A slide gate 142 may be coupled to the shroud nozzle 140. The slide gate 142 is a door for regulating the amount of molten steel moving from the ladle 110 to the tundish 120. The slide gate 142 is formed on one side of the slide gate 142 through the shroud nozzle 140. The slide gate 142 is vertically and horizontally movable within the shroud nozzle 140.

When the slide gate 142 is moved outward, the inner passage of the shroud nozzle 140 is widened so that the molten steel to be moved is increased. When the slide gate 142 is moved to the inside of the shroud nozzle 140, ) Inner passage is narrowed, the amount of molten steel to be moved can be reduced. The amount of molten steel moving through the shroud nozzle 140 can be easily controlled by the slide gate 142 as described above.

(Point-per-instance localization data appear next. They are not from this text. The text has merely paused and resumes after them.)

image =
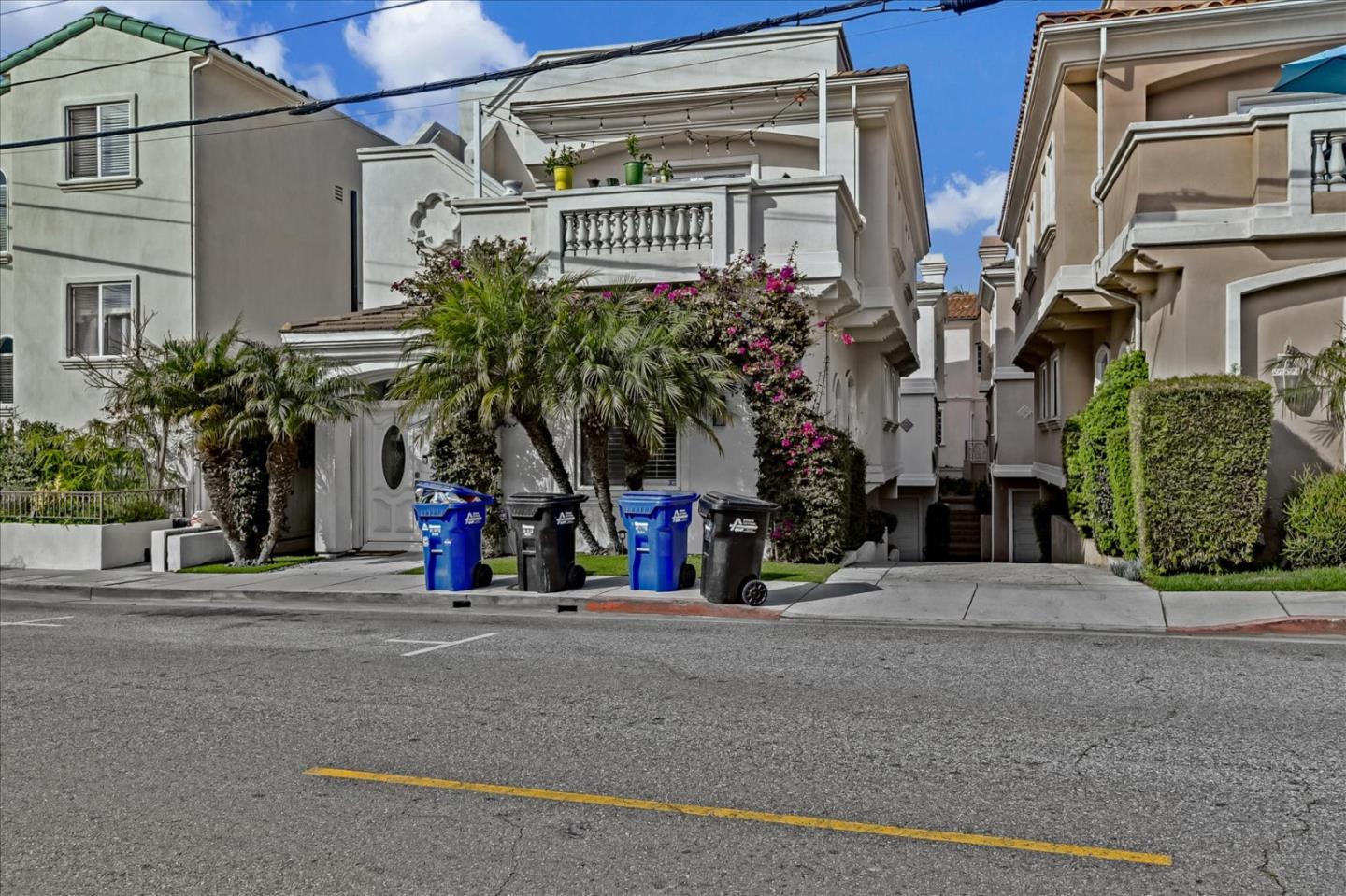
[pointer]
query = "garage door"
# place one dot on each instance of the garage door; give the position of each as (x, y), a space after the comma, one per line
(1024, 537)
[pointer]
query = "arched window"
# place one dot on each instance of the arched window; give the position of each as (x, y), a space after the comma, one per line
(5, 214)
(1101, 358)
(6, 370)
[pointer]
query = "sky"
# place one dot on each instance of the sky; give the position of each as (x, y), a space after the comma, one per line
(967, 70)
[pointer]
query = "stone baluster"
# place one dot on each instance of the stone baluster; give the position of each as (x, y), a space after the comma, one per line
(1337, 159)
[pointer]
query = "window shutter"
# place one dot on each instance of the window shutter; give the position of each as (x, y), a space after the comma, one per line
(115, 152)
(116, 318)
(82, 153)
(84, 319)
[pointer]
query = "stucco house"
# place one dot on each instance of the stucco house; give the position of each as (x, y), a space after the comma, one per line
(777, 144)
(1161, 196)
(180, 230)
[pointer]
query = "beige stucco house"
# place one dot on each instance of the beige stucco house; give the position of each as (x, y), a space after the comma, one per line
(777, 144)
(182, 230)
(1161, 196)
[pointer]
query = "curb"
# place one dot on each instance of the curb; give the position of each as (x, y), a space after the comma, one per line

Referring to FIGS. 2 and 3, the shroud nozzle 140 may include an upper nozzle 141 and a lower nozzle 143.

The upper nozzle 141 is coupled to the ladle 110 and may be integral with the ladle 110. A slide gate 142 may be coupled to the upper nozzle 141.

The lower nozzle 143 may be immersed in the tundish 120 as a portion coupled to the lower portion of the upper nozzle 141.

As described above, when the shroud nozzle 140 is divided into two nozzles, it can be easily replaced when the nozzle is damaged.

The shroud nozzle 140 may include spiral ridges 144. The spiral unevenness 144 may be formed on the inner wall of the shroud nozzle 140. The spiral unevenness 144 can serve to guide the flow of molten steel.

Specifically, the spiral unevenness 144 serves to lower the molten steel passing through the space defined by the inner wall of the shroud nozzle 140 and the slide gate 142 while rotating in one direction along the unevenness.

As shown in FIG. 2, the spiral unevenness 144 may be continuously formed along the inner wall of the shroud nozzle 140. Or the spiral unevenness 144 may be partially discontinuously formed on the inner wall of the shroud nozzle 140.

4, the spiral unevenness 144 may be protruded from the inner wall of the shroud nozzle 140. As shown in FIG. The protruding direction may be perpendicular to the inner wall of the shroud nozzle 140 and may be a downward direction.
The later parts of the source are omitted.